Hacker News new | ask | show | jobs
by ethbro 3355 days ago
If this is true (and I suppose Amazon's the only one who really knows, absent a supplier orchestrating a test), then I can't believe there wouldn't be grounds for a class action lawsuit.

Because, crucial, Amazon also comingles reviews for the same product.

I'd assume they have boilerplate in their legal agreements that waive rights to do so. But it seems blatantly obvious that if I put a novel item on Amazon, attract great reviews for its high quality, get comingled with counterfeits, have my reviews bombed by pissed off customers, Amazon has materially injured my business through no fault of my own.

3 comments

Amazon comingles _reviews_ for _different_ similar products.
This is the thing that really annoys me. It doesn't seem that technically difficult (aside from the migration pain) that recognizes product:seller as a primary key, rather than just product.
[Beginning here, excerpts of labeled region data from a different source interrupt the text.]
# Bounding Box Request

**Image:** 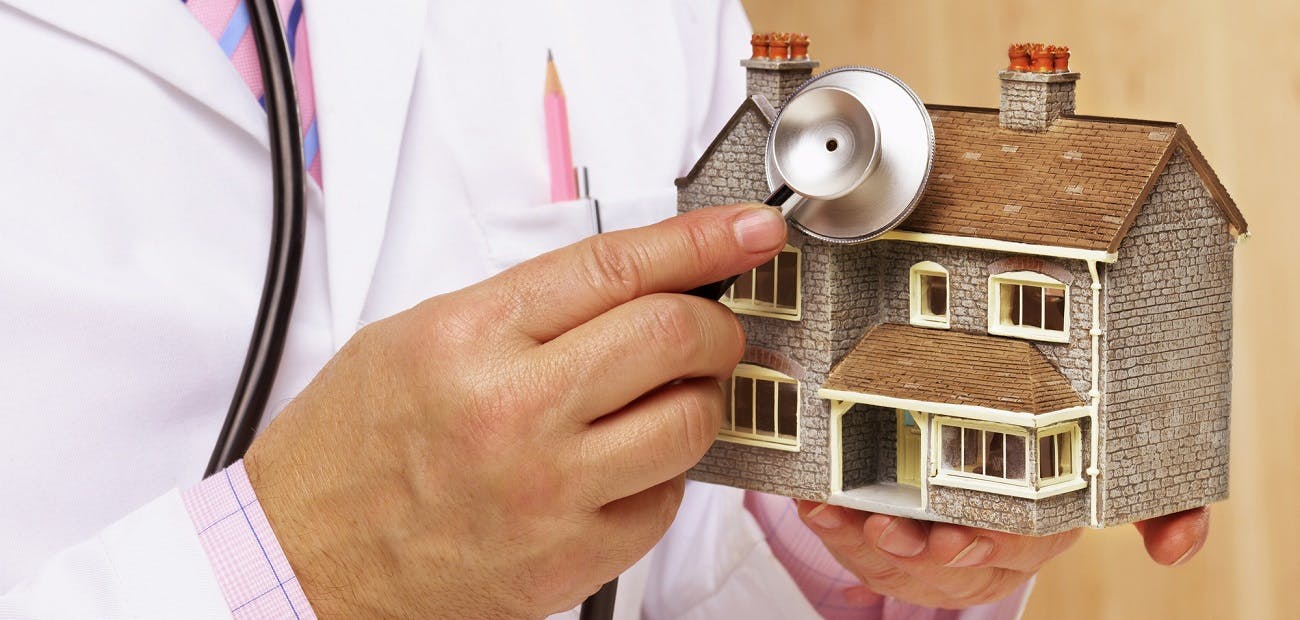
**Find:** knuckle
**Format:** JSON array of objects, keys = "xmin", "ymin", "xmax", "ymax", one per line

[
  {"xmin": 580, "ymin": 235, "xmax": 645, "ymax": 298},
  {"xmin": 675, "ymin": 380, "xmax": 723, "ymax": 463},
  {"xmin": 501, "ymin": 459, "xmax": 567, "ymax": 521},
  {"xmin": 641, "ymin": 294, "xmax": 702, "ymax": 356},
  {"xmin": 854, "ymin": 562, "xmax": 910, "ymax": 594},
  {"xmin": 685, "ymin": 219, "xmax": 718, "ymax": 272},
  {"xmin": 946, "ymin": 569, "xmax": 1005, "ymax": 607},
  {"xmin": 639, "ymin": 476, "xmax": 685, "ymax": 548}
]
They're already swimming in reviews. So I can't see them not getting more than they're losing by empowering customers to torpedo bad sellers.

Of course, this would also mean fundamentally changing their logistic practice, which is probably why they aren't interested in doing it.

This has been discussed here in the past. If you look at the FBA program they explicitly charge extra to not co-mingle your inventory.
This is not true. They offer a service where they will add an FNSKU label to your products for .20/unit, which will mean your items will not be co-mingled. But as a seller, you can also apply the FNSKU to the items you send in and not be charged the additional .20/unit. It's up to the seller how they want to do it, but it's not a mandatory charge, just a convenience if you want Amazon to do it instead of yourself as the seller.
> If this is true (and I suppose Amazon's the only one who really knows, absent a supplier orchestrating a test)

This is true, and Amazon admits it. Co-mingling is a large part of their delivery platform.